Seven of the MPC’s nine members, including Pill, voted to keep rates on hold, little more than two weeks after BoE Governor Andrew Bailey said the bank would have to act if it saw upward pressure to the medium-term inflation outlook.
The announcement, while expected by most economists in a Reuters poll last week, led to complaints by some investors that the BoE had failed in its messaging to markets.
Bailey reiterated his view that rates would need to rise and he dismissed a suggestion that the bank had lost its nerve. “Let me assure you, we will not bottle it,” he told BBC radio in an interview.
The BoE said in Thursday’s policy statement that it expected it would have to raise Bank Rate from its all-time low of 0.1 per cent “over coming months” if the economy performed as predicted.
Pill stressed the differences within the MPC about the need to act were narrow.
Speaking to BoE regional staff in an online briefing with Deputy Governor Dave Ramsden, who cast one of the two votes for a hike, Pill said he did not want to distance himself from Ramsden’s views.
Pill said underlying wage growth in Britain was starting to exceed its pre-pandemic levels, in contrast to the United States and the euro zone, but “at the margins” he was slightly more concerned about a recent loss of momentum in Britain’s economy.
Ramsden said he had acted now to counter a recent rise in inflation expectations in Britain.

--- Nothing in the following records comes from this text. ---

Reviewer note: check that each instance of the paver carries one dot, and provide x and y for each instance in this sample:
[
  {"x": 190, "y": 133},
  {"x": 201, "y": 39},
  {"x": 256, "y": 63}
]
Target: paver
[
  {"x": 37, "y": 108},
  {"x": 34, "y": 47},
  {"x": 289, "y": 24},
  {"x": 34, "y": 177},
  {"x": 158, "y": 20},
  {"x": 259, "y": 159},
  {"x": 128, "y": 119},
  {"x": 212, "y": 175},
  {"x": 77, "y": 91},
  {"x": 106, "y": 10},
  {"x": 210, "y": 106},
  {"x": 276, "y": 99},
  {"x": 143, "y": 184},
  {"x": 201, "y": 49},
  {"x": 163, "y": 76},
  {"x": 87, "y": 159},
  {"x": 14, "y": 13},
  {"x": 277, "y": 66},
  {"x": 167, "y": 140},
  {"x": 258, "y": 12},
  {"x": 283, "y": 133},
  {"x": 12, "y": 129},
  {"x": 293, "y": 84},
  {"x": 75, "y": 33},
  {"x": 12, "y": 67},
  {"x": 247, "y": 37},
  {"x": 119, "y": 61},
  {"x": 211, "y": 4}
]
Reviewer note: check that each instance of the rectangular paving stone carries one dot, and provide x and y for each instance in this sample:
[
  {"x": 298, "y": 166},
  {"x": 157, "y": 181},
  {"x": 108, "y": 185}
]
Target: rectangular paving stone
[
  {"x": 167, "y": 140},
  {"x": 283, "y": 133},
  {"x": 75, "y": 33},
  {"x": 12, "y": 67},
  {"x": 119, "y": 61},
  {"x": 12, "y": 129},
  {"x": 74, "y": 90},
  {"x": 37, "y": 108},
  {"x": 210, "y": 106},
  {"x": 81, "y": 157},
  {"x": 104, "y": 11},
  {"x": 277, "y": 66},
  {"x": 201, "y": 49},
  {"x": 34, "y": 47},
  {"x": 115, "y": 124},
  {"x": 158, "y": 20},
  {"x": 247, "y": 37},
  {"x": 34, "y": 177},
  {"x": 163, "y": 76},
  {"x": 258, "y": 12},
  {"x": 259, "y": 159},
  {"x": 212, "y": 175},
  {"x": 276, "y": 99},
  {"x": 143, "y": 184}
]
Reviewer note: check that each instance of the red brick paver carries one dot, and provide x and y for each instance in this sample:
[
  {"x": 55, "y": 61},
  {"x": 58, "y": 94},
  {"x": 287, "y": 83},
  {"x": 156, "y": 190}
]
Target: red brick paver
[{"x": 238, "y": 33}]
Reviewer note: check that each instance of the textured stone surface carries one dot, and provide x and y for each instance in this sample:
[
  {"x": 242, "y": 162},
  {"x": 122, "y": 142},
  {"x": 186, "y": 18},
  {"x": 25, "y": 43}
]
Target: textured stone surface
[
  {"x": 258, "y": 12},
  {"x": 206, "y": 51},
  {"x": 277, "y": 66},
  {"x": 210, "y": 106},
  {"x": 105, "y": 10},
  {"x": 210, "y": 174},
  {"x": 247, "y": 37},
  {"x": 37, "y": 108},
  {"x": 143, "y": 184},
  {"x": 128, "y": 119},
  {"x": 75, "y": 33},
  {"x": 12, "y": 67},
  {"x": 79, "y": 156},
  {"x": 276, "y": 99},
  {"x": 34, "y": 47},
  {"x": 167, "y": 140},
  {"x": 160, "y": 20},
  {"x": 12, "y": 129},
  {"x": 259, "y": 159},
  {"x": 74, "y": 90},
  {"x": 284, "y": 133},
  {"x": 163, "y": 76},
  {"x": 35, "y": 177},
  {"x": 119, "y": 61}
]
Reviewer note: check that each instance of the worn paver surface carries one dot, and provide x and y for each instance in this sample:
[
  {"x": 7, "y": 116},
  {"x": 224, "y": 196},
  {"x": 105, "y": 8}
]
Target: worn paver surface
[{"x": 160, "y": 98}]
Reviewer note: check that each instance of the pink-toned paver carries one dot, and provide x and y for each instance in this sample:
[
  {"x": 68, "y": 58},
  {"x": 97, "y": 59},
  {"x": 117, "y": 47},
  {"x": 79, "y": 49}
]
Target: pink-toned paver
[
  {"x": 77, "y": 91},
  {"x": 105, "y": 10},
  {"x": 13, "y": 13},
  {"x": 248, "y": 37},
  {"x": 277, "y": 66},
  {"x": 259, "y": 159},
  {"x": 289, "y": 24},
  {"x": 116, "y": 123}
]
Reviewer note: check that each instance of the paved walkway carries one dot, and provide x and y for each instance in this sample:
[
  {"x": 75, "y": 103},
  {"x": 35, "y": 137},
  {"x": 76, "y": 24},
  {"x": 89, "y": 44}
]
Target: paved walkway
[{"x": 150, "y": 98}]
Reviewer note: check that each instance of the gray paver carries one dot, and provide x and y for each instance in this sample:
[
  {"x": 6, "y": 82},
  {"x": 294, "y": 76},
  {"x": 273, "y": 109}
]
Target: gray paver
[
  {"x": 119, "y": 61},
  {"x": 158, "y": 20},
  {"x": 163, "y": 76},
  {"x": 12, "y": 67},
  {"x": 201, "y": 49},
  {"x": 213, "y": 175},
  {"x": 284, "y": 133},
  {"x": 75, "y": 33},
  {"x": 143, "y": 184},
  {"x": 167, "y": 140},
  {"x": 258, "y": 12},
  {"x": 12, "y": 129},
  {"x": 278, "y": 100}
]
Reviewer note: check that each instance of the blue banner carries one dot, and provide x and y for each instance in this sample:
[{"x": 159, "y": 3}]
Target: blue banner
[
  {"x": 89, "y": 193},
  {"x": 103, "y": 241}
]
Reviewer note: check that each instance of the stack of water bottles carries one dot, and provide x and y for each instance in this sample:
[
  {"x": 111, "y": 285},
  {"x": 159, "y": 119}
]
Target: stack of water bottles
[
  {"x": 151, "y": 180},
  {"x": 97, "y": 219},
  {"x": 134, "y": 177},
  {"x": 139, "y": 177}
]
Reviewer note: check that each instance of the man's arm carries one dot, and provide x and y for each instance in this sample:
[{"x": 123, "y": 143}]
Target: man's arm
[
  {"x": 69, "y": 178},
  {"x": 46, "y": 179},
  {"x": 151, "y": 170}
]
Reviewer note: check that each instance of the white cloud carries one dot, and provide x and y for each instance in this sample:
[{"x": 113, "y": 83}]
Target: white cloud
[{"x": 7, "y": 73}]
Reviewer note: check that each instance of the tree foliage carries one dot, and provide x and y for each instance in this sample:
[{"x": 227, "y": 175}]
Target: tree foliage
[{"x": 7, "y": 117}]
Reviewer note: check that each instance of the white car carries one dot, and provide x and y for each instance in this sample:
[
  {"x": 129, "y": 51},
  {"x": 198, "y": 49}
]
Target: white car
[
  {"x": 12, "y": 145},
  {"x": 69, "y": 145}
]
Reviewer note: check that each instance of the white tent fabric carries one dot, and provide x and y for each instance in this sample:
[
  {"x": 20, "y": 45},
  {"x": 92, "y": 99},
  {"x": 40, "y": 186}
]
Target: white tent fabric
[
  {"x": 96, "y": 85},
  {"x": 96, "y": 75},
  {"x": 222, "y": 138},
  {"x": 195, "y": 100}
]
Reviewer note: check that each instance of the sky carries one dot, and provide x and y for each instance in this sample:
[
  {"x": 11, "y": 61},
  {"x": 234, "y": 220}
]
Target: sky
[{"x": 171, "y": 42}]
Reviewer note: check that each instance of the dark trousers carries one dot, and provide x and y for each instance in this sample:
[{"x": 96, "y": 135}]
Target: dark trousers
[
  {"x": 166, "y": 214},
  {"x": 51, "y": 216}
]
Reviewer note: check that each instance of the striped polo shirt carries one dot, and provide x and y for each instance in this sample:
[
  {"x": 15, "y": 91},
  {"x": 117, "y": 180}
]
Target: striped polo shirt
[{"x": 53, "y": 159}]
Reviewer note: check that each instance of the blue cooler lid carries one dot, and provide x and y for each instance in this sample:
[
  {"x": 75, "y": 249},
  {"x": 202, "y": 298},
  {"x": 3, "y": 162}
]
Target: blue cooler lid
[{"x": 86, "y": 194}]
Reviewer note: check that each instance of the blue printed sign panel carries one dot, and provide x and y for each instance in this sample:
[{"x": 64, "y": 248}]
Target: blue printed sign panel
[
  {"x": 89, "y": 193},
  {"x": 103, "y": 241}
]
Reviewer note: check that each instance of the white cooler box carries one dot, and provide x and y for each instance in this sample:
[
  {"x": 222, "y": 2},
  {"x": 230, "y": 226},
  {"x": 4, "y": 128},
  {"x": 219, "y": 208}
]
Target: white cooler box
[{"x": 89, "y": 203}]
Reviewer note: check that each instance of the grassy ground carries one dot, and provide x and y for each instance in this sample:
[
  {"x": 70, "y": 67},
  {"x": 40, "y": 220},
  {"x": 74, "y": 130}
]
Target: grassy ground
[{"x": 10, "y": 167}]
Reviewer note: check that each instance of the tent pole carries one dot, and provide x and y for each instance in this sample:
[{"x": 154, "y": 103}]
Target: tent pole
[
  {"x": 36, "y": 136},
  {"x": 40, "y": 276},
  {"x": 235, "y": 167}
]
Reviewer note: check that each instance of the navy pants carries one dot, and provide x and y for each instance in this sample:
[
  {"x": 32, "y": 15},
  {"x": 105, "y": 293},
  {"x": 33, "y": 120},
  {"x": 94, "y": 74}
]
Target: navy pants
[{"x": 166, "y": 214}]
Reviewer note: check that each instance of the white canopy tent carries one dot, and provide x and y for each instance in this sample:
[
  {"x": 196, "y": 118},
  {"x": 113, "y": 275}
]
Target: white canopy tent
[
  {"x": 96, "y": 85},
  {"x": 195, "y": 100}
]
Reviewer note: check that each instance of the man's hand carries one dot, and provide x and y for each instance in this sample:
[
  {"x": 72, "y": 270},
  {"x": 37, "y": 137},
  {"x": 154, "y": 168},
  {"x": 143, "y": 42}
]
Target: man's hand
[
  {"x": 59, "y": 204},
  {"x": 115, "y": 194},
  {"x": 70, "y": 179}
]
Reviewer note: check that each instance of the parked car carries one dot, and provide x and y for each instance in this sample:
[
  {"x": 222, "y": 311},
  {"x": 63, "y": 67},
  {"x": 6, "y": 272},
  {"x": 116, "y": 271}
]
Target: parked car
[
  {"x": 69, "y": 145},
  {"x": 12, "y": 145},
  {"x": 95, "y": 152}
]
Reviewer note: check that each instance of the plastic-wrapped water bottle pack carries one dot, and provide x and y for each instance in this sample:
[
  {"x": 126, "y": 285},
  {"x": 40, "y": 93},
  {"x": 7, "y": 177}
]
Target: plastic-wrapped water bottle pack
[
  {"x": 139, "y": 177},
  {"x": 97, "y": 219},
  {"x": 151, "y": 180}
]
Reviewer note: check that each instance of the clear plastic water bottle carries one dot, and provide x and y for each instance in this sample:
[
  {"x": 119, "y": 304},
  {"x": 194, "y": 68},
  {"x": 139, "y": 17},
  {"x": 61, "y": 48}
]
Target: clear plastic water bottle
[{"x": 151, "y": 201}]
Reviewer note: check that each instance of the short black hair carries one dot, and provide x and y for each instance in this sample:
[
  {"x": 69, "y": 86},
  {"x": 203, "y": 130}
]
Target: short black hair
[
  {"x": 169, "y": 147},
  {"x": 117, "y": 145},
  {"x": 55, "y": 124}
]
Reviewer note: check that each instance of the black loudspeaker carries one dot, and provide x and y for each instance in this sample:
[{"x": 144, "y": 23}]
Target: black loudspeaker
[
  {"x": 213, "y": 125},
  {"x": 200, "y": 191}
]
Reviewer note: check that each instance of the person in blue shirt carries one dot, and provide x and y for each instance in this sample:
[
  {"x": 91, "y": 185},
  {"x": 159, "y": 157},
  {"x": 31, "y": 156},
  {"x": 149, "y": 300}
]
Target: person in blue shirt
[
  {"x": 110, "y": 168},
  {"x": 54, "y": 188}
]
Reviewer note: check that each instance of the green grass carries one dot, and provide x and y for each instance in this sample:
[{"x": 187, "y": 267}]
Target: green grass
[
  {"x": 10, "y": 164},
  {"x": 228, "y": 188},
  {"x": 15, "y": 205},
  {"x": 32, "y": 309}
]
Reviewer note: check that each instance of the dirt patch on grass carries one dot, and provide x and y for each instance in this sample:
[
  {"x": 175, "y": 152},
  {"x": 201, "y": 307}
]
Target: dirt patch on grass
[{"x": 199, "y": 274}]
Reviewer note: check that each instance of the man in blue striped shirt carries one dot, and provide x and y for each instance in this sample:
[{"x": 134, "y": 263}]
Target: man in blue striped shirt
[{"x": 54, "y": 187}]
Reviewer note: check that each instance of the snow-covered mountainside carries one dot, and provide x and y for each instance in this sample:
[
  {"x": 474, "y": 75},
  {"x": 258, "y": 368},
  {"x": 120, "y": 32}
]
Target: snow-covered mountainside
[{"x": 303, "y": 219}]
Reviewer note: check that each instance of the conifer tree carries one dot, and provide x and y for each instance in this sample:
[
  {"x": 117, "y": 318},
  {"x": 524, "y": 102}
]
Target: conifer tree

“That move in the UK above, and materially above, what was a relatively stable historical average, has been something I’ve been concerned about,” Ramsden said.
Speaking separately on Friday, fellow MPC member Silvana Tenreyro said the BoE should take a cautious approach to raising rates as the economy remained below its pre-crisis size and the health of the labour market was hard to interpret.
Tenreyro said she, like other policymakers who voted to keep rates on hold, wanted a clearer sense from data of the impact of the end of Britain’s furlough programme, which stopped on Sept. 30 when around 1 million workers were still on it.
Although inflation expectations had risen, Tenreyro said this was in line with the events of 2008 and 2011 when energy prices had spiked but had not led to persistent inflation.